Technology is a tool. A force multiplier. But we are not using to increase our living standards, only to keep this circus turning, at our expense.


FWIW I agree with everything your saying, I think. I started out pr and only recently have had enough money to consider investing and high yield savings and bonds and all that shot, but it still gels zero sum, like inflation or the next black swan will just wipe it all out anyways if I ever try to retire and live off of what I’ve squirreled away, as sibling comment puts it.

It feels like there is no escape from work.

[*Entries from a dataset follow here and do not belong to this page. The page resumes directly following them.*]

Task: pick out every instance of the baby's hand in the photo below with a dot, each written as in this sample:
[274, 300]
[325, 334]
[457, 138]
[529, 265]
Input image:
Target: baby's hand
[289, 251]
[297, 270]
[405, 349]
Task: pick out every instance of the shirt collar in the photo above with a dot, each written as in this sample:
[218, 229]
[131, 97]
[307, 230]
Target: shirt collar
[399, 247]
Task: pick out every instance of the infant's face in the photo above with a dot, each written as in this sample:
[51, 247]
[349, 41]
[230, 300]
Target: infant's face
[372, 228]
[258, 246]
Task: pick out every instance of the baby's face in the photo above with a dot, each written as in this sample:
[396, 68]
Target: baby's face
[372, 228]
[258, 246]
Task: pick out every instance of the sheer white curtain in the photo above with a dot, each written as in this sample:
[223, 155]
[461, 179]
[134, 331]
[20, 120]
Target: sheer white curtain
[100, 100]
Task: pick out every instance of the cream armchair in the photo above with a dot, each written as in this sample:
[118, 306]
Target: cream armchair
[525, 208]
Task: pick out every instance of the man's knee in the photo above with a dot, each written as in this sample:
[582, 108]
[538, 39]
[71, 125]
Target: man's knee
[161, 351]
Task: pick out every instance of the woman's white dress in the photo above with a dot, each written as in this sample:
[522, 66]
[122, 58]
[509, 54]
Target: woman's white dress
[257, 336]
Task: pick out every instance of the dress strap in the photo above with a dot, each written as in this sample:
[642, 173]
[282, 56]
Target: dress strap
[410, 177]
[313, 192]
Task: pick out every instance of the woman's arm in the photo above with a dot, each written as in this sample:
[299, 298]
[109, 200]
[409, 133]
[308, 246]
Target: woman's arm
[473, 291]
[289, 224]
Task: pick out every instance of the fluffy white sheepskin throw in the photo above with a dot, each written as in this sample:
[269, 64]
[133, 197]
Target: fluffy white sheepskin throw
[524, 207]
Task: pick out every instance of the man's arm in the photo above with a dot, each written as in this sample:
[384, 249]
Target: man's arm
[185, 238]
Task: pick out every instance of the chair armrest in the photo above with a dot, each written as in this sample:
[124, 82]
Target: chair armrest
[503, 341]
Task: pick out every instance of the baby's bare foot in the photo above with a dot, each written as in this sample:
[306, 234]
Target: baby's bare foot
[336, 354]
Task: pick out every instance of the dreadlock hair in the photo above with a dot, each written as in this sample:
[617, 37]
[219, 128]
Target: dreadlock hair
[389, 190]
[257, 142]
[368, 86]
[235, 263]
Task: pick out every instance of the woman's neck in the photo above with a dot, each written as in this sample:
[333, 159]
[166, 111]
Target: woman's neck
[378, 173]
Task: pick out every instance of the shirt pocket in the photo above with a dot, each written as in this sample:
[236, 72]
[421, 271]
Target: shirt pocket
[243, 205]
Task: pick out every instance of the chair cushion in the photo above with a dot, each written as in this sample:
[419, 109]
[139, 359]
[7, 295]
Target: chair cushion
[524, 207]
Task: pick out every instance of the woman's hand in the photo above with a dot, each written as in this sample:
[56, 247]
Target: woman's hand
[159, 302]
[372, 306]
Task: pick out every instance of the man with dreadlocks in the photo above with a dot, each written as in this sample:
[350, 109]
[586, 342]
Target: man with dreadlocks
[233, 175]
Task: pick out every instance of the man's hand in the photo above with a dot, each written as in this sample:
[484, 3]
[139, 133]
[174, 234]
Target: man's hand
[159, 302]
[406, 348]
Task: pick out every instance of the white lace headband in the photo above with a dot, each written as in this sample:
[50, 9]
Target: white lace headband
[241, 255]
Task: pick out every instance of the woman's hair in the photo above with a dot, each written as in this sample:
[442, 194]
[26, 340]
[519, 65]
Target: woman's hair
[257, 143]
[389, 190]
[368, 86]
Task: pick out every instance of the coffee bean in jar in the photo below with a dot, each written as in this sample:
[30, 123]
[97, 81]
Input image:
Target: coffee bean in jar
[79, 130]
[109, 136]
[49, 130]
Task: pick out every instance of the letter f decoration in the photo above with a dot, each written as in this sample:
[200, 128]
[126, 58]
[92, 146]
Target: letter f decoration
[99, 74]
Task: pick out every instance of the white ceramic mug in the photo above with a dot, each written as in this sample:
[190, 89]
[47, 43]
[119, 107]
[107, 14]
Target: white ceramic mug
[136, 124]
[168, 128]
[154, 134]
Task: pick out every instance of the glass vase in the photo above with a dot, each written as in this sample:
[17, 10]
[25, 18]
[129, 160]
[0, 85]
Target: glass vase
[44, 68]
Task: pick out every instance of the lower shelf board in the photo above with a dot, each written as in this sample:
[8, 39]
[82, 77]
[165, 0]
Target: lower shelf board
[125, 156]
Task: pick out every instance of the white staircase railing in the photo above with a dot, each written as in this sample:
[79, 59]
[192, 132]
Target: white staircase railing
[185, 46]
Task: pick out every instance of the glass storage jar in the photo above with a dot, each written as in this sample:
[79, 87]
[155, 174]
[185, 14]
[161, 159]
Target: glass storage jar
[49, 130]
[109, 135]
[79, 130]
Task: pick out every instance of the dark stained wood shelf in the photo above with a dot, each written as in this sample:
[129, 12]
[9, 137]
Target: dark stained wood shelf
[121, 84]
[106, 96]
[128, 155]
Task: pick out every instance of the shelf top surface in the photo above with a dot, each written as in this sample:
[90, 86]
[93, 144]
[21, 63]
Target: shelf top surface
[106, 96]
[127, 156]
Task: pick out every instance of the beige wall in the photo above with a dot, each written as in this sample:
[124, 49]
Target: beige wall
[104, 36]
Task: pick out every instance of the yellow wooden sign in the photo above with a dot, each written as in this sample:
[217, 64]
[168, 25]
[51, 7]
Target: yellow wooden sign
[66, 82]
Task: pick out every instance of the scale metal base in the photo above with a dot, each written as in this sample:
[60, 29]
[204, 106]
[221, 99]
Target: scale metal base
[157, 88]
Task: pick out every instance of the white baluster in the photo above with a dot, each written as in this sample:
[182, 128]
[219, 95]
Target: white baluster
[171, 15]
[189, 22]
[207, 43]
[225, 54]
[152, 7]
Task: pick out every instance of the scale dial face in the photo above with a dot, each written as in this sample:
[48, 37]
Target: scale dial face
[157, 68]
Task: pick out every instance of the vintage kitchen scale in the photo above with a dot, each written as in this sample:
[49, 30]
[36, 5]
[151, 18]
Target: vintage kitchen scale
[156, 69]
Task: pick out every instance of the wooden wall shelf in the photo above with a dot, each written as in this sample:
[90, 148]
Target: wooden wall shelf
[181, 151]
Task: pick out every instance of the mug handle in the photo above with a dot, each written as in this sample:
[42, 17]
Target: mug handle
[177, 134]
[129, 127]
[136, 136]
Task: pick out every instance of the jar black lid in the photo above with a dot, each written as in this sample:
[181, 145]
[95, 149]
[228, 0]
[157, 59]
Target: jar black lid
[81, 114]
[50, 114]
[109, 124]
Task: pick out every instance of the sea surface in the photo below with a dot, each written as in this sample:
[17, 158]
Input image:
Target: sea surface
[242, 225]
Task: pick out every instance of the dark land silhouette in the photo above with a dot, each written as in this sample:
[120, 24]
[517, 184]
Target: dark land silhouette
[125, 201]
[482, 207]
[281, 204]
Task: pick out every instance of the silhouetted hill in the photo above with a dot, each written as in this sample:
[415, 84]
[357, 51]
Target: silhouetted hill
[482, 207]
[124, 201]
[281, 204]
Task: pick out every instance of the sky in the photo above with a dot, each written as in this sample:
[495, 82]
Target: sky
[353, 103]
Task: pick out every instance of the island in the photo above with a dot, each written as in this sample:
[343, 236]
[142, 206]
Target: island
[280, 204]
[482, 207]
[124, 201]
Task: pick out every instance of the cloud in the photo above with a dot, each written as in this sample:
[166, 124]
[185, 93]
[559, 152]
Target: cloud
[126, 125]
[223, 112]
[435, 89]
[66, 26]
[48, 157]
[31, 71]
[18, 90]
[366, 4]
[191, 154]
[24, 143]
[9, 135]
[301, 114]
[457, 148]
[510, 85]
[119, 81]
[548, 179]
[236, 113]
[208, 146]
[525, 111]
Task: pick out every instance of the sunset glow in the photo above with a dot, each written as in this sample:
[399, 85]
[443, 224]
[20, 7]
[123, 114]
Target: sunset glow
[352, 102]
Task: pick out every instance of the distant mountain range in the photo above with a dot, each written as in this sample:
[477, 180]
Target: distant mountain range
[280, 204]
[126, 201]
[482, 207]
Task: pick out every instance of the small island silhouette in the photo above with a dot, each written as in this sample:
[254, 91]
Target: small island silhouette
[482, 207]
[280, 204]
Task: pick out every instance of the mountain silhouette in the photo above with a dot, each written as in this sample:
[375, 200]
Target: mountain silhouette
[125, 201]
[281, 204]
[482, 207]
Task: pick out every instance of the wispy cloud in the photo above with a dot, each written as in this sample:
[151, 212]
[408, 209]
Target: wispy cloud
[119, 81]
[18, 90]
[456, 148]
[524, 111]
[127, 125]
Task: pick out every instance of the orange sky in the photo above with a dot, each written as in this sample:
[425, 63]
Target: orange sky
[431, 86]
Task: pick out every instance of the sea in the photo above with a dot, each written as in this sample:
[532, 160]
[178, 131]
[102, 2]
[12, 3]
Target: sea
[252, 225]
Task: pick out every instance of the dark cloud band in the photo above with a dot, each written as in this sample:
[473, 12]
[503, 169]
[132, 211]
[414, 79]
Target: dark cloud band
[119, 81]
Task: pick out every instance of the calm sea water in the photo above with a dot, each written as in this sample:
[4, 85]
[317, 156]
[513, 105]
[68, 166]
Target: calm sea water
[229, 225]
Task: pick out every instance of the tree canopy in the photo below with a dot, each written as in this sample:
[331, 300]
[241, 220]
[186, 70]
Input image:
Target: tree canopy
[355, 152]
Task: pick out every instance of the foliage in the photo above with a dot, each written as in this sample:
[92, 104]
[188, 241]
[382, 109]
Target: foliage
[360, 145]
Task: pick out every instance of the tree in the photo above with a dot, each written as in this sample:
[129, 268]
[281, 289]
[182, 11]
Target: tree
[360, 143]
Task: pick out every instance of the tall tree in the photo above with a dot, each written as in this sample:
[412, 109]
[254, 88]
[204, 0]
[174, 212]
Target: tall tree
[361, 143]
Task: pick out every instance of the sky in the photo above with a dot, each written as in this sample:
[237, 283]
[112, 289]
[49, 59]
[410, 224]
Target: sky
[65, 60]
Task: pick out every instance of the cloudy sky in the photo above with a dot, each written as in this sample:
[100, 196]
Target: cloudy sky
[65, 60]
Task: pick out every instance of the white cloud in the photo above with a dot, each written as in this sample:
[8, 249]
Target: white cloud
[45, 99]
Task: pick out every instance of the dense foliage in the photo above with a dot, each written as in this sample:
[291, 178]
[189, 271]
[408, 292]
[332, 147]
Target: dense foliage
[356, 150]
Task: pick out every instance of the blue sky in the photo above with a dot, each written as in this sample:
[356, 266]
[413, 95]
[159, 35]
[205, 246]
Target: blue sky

Either you’ll spend every minute fishing for berries and hunting, or tilling sowing and reaping, or working at a desk and grocery shopping.

I truly admire the ascetics that give it all up and put their fate at the mercy of chance.


Because money, when you have enough of it, works for you. So we do our best, in the system we were born into, to squirrel away as much money so as to be able to retire ASAP, while remaining as sane as can be.

Technology these days is just icing on the cake. We don't need faster computers or ChatGPT to be able to feed all of humanity. We've been there for decades.


I don't disagree with you in principal but its hard to tell my kids to say goodbye to their friends and that we are selling the house and moving to a cheaper area where they will attend a rougher school because daddy has a philosophical objection to working for a boss.

If you are single and just responsible for yourself though, more power to you. Before I had kids I did something similar. I hit an absolute wall. Took a 50% paycut and left development. It was pretty good for a a couple years and then I started getting promoted and then got screwed over by office politics and started hating it. I went back to programming after that and the first job back was awesome. Very low pay but no crazy deadlines, small team, etc. Then I had kids and needed more $ so started job hopping. Now its just the suck every day.


Would you prefer subsistence farming?